And the Senate bill's transportation provisions, as Streetsblog Capitol Hill reported yesterday, offer only a marginal improvement over the House version, which gave transit and other clean transport just 1 percent of the proceeds from any cap-and-trade carbon regulation system.
The Senate bill's section on allocations -- the amount of aid provided to state governments and various industries to help meet emissions-reduction goals -- is subject to change as the environment committee, which Boxer chairs, and other panels attempt to amend the legislation.
As it stands, however, the Senate would require states to use 10 percent of their allocations to reduce transportation-based emissions. The House climate bill, by contrast, allowed states to use up to 10 percent of allocations on transportation but did not make it mandatory.
Boxer and Kerry's draft also includes a "set-aside," in Washington parlance, for transit grants to help states and metropolitan planning organizations (MPOs) meet national standards for cutting transport-based emissions.

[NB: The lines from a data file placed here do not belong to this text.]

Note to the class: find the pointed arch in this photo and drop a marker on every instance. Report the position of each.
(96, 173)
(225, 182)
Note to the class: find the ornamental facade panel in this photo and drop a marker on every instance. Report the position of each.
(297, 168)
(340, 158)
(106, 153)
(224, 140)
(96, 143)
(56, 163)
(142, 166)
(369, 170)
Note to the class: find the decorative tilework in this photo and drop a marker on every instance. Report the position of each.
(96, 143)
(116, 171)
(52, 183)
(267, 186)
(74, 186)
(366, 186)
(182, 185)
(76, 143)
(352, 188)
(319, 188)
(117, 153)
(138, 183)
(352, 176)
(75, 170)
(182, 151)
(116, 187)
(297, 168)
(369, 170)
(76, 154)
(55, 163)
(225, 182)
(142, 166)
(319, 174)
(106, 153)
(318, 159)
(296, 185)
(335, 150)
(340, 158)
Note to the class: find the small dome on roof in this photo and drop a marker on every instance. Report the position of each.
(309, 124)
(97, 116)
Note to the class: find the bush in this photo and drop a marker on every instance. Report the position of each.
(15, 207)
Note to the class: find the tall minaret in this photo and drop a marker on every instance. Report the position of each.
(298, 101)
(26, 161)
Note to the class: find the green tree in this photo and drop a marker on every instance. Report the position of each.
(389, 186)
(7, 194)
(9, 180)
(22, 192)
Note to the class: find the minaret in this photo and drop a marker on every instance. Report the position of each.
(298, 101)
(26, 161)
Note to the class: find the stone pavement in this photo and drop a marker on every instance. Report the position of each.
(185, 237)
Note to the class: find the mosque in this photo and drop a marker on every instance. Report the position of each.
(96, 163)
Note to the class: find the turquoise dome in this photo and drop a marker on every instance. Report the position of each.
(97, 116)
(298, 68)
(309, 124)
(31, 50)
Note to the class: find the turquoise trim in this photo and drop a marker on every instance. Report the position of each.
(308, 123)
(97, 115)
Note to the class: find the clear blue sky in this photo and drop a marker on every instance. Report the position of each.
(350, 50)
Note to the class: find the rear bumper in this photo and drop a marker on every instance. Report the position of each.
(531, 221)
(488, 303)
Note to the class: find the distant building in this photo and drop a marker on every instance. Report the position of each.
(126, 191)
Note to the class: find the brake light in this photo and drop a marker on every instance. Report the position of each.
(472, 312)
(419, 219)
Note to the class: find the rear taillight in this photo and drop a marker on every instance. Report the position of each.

Those transit grants, distributed according to existing federal formulas, would be funded by auctioning a still-undetermined amount of emissions allocations and depositing the proceeds in state Climate Change Response and Transportation Funds (CCRTFs). After 10 percent of CCRTF funds went to coastal states, to help cope with the risk of climate-induced floods, and 1 percent went to Indian tribes, 50 percent of the rest would go towards transit.
Electric vehicles, including electrified transit, fares better under the Senate bill. The Department of Energy would have full control over a still-undetermined share of allocation auction proceeds, with the dual mission of establishing reliable infrastructure to fuel electric vehicles and developing "a national transportation low-emissions energy plan."
Meanwhile, transportation reform groups are already strategizing about how to increase the bill's focus on their area -- which currently accounts for one-third of U.S. emissions but stands to receive far less than the 10 percent of total climate revenue that is mandated in the so-called "CLEAN TEA" legislation.
The fate of transit and other clean transport may rest with Sen. Tom Carper (D-DE), the upper chamber's lead sponsor of "CLEAN TEA." Carper, who was not present at today's Boxer-Kerry press conference, released a statement that notably withheld an endorsement of the current climate bill:
Senators Kerry and Boxer have worked hard to produce the bill they released today and I congratulate them for their efforts so far. It is now time for the Senate committees to get to work examining the bill's provisions and considering any changes necessary. ... I expect there wil be some important changes made as this effort advances and we build consensus around how to address this vitally important global energy and climate challenge.
Few on the Hill expect the Senate to be able to meet its initial goal of voting on a final climate bill before United Nations climate change talks begin in December in Copenhagen. Still, Senate passage next spring remains a distinct possibility -- which makes the Boxer-Kerry bill's relative alignment with the House version one of its biggest political selling points.
As one of the House climate bill's lead sponsors, Rep. Ed Markey (D-MA), put it: “Given the Senate draft’s structural similarity to the House-passed Waxman-Markey bill, a legislative solution that can pass both chambers of Congress is finally within sight."
The question is, how much of a solution will the final product turn out to be?